5. Model Limitations
Domain Specificity
- Optimized for: GBV cases, child abuse, emergency situations in helpline context
- May require adaptation for: General case management, non-GBV cases, different cultural contexts
- Performance varies on: Out-of-distribution data, highly specialized case types
Technical Constraints
- Maximum Context: 256 tokens per chunk (handled automatically via chunking)
- Memory Requirements: GPU recommended for production (CPU fallback available)

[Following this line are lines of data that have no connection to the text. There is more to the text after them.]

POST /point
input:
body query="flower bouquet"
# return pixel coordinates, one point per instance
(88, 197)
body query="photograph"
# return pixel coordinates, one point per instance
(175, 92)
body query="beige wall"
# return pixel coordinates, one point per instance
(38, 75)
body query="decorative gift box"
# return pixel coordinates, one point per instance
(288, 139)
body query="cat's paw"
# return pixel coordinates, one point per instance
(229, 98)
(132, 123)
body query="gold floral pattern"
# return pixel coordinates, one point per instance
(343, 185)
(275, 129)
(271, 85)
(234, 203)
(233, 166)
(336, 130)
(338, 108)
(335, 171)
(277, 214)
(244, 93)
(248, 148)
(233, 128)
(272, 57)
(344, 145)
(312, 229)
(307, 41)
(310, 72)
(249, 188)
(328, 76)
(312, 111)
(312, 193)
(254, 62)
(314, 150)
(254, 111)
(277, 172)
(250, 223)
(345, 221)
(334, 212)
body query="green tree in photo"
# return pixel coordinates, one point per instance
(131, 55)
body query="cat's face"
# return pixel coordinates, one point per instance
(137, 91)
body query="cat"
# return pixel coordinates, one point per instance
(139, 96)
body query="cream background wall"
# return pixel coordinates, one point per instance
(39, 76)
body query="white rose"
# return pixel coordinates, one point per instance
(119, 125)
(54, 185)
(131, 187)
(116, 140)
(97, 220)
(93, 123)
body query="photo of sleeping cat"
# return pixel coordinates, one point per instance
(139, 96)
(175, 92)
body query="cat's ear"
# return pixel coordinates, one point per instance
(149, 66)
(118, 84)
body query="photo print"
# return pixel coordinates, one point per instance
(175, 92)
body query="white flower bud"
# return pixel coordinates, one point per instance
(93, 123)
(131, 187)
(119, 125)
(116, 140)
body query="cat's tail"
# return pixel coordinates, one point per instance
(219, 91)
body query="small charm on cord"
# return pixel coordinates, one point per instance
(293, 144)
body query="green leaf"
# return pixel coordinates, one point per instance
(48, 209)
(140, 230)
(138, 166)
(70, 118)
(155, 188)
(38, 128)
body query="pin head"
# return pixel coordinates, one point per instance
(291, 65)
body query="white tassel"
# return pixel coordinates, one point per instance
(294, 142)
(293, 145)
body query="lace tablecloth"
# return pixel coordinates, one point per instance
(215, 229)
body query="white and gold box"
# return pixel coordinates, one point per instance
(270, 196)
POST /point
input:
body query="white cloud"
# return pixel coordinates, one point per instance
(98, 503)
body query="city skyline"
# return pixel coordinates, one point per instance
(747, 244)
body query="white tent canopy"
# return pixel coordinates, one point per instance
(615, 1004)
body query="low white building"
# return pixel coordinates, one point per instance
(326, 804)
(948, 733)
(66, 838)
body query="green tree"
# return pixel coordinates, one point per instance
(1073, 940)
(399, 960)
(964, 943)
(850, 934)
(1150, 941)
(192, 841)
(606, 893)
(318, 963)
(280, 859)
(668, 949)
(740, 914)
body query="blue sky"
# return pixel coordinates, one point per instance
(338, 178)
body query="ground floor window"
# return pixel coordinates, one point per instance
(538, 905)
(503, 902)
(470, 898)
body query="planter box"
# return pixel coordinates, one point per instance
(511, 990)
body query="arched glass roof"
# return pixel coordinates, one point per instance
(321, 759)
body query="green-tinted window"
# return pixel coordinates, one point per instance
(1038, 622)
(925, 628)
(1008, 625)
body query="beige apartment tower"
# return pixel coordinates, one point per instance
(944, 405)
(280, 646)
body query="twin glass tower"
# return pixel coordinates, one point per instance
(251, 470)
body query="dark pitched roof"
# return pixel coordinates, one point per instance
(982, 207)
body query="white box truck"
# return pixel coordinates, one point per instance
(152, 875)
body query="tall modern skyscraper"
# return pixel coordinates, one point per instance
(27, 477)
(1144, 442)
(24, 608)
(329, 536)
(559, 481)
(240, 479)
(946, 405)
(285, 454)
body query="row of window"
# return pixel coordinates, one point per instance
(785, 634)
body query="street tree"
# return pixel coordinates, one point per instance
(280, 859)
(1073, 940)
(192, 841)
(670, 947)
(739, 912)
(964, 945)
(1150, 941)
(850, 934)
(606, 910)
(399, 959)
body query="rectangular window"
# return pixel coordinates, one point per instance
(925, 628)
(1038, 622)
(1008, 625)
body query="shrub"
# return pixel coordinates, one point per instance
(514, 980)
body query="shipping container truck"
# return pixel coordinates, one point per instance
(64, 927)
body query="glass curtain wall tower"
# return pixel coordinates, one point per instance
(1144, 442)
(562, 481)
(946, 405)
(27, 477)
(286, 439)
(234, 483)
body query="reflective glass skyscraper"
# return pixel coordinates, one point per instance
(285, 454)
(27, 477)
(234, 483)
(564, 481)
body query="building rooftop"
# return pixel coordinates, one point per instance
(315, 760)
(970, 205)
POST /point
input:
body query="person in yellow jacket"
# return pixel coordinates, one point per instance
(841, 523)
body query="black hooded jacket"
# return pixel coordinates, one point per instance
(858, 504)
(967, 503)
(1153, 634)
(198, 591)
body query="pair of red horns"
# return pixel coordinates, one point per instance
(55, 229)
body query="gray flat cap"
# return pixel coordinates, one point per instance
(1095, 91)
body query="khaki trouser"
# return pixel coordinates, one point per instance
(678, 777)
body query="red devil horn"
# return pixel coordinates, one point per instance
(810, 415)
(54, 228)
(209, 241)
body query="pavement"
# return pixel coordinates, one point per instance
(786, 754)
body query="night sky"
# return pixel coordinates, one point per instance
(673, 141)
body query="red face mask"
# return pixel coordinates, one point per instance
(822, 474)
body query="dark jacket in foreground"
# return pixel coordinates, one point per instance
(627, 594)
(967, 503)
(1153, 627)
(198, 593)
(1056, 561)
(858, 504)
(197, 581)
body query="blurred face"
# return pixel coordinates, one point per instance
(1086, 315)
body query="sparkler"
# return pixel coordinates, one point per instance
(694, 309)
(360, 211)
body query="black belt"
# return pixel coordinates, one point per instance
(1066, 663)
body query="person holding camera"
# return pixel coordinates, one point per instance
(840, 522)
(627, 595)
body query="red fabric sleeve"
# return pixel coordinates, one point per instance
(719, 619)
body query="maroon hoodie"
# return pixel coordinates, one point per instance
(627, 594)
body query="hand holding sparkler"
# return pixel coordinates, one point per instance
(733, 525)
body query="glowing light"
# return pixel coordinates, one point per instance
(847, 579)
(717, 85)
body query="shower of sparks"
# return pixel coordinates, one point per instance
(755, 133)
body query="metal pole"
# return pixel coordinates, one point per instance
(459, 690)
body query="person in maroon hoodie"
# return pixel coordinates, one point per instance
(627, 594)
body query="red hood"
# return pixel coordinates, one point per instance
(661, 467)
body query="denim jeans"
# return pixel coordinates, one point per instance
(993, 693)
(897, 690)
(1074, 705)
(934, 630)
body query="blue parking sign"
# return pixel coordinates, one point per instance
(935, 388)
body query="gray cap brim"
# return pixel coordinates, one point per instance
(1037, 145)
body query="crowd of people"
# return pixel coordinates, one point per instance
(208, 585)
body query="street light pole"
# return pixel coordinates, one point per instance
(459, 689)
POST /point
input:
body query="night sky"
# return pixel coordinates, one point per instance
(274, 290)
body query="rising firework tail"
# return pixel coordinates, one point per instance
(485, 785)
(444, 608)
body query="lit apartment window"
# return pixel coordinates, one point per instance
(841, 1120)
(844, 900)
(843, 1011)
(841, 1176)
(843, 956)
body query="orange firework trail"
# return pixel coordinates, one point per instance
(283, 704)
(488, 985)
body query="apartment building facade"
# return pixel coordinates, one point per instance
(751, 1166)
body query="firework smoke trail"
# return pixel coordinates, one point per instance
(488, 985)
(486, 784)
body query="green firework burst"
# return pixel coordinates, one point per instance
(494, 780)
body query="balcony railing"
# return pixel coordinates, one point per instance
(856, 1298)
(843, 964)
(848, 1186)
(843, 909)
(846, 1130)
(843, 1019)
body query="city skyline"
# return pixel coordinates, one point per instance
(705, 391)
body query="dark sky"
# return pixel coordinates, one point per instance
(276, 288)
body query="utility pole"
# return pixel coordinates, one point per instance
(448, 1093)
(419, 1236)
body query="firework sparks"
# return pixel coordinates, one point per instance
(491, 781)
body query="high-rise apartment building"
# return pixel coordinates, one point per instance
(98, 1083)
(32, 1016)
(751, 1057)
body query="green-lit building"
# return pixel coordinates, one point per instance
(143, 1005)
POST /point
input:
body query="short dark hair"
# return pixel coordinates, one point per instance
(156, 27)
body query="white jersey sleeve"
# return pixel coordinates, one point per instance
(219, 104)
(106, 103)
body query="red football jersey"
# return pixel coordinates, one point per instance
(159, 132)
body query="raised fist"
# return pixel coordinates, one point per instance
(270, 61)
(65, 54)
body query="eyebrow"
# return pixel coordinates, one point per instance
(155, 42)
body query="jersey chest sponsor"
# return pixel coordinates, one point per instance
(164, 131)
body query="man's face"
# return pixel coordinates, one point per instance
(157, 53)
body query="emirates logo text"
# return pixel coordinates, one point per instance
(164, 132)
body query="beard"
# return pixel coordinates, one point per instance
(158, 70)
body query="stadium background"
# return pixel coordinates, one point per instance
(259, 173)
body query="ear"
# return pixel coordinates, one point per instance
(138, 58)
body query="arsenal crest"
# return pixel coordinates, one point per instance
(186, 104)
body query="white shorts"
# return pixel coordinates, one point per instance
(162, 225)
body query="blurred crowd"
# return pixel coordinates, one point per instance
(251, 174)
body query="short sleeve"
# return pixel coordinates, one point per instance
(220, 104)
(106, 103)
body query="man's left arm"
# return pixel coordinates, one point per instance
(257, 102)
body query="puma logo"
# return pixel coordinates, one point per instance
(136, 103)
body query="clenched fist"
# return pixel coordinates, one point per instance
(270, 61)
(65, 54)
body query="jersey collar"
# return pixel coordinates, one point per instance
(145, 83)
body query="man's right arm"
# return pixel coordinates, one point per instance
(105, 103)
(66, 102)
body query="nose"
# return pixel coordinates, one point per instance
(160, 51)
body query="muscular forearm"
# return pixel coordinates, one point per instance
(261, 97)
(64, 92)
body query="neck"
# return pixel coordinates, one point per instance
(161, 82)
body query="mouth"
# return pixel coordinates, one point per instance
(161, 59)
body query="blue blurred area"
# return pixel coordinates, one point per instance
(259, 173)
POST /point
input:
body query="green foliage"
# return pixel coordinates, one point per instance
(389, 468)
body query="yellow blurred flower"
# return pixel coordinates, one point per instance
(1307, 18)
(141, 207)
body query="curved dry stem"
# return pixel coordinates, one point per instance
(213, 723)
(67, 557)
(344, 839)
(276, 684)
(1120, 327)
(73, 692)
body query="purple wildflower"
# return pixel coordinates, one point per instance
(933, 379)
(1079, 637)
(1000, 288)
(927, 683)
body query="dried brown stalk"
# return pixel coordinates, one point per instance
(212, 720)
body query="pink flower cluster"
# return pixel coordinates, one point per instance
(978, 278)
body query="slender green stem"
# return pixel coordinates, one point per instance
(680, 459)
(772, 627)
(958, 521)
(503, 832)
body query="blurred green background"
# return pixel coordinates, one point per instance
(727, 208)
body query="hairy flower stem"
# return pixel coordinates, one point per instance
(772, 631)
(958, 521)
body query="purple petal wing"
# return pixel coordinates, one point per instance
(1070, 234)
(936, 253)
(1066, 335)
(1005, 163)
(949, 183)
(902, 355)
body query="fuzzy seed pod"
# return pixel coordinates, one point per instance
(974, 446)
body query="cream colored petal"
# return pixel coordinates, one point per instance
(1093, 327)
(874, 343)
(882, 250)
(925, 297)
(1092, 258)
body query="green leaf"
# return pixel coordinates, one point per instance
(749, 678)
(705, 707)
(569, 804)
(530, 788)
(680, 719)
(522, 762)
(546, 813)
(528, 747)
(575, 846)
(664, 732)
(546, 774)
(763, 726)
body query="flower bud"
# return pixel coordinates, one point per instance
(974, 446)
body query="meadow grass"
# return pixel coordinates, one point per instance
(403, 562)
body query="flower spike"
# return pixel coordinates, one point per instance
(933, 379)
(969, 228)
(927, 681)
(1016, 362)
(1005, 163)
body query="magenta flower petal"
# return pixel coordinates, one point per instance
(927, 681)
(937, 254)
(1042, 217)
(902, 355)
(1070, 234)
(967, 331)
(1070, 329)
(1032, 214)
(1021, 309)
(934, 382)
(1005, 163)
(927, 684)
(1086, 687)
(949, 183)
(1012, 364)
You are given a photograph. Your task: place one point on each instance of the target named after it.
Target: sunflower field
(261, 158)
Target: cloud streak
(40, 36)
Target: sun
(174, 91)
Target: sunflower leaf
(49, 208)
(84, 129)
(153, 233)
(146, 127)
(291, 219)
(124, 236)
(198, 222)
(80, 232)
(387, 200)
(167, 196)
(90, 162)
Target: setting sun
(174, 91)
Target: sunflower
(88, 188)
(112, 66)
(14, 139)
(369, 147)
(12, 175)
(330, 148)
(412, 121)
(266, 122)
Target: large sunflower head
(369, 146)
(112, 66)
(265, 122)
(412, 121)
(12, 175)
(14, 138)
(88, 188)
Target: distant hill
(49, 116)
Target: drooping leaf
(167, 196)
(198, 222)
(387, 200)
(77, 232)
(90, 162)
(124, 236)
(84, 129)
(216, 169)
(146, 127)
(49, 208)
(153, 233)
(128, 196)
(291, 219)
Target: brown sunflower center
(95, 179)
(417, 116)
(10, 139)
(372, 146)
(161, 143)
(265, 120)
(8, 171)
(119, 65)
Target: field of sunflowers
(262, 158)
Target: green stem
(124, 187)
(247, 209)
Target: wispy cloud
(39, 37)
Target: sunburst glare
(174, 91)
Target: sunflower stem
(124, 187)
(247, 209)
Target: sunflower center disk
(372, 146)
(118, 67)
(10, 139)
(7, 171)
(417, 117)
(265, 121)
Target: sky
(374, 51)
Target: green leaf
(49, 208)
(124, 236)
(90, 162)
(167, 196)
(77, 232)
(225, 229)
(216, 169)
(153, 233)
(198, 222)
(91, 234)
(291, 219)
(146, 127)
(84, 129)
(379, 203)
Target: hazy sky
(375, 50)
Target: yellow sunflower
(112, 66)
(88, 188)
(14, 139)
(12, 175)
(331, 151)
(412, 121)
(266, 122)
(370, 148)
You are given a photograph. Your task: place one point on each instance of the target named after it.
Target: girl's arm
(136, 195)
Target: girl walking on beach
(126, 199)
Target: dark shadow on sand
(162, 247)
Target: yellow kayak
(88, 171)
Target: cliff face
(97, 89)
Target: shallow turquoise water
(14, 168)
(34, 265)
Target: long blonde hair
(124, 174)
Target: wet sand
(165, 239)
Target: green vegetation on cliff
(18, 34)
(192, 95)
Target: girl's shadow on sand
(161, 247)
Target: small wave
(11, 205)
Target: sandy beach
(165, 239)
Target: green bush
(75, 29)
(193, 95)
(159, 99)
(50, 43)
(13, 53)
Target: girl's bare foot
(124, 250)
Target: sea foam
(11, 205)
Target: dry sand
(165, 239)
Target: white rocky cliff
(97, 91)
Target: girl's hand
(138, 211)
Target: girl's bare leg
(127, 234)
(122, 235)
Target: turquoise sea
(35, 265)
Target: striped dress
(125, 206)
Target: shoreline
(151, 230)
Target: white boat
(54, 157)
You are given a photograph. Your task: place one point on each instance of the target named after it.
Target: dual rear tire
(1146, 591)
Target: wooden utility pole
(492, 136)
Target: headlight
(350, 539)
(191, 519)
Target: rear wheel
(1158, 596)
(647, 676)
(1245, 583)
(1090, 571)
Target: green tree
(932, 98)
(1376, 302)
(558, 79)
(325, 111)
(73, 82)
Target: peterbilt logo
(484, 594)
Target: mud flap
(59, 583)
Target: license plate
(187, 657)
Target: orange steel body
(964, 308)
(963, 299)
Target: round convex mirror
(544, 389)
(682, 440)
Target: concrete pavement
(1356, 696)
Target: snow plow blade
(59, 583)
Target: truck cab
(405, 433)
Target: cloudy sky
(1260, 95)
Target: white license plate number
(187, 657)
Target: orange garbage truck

- Processing Speed: Dependent on hardware and narrative length
Known Considerations
- Multi-Task Learning: Individual task performance may vary
- Long Narratives: Chunking may occasionally affect classification consistency
- Cultural Context: Trained on Tanzanian helpline data; may need calibration for other regions
- Priority Escalation: May over-escalate in ambiguous cases (by design for safety)
Recommendations
- Monitor classification accuracy for edge cases
- Implement human-in-the-loop review for high-stakes decisions
- Use confidence scores to route low-confidence cases for manual review
- Consider fine-tuning for specific organizational needs
- Regularly evaluate priority escalation rules
6. Classification Categories
Main Categories (12)
Sexual Abuse, Physical Abuse, Emotional Abuse, Neglect, General Inquiry, Emergency, Child Protection Concern, Family Issues, Educational Issues, Health Issues, Economic Issues, Other
Sub-Categories (48)
Multiple detailed sub-categories under each main category for granular case classification.
Intervention Types (8)
Emergency Response, Immediate Assessment, Standard Assessment, Counseling Support, Referral to Services, Information Provision, Follow-up Required, Case Monitoring
Priority Levels (4)
- Urgent: Immediate life-threatening situation
- High: Serious case requiring rapid response
- Medium: Standard case requiring timely response
- Low: General inquiry or information request
7. Citation
@misc{cls_gbv_distilbert_v1,
title={cls-gbv-distilbert-v1: Multi-task Classification for GBV Cases},
author={OpenCHS Team},
year={2025},
publisher={Hugging Face},
url={https://huggingface.co/openchs/cls-gbv-distilbert-v1}
}8. Support and Contact
Issues and Questions
- Email: info@bitz-itc.com
- Hugging Face: openchs organization
Contributing
For dataset contributions, model improvements, or bug reports, contact the BITZ AI Team at info@bitz-itc.com.
9. License
This model is released under the Apache 2.0 License, allowing for both commercial and non-commercial use with proper attribution.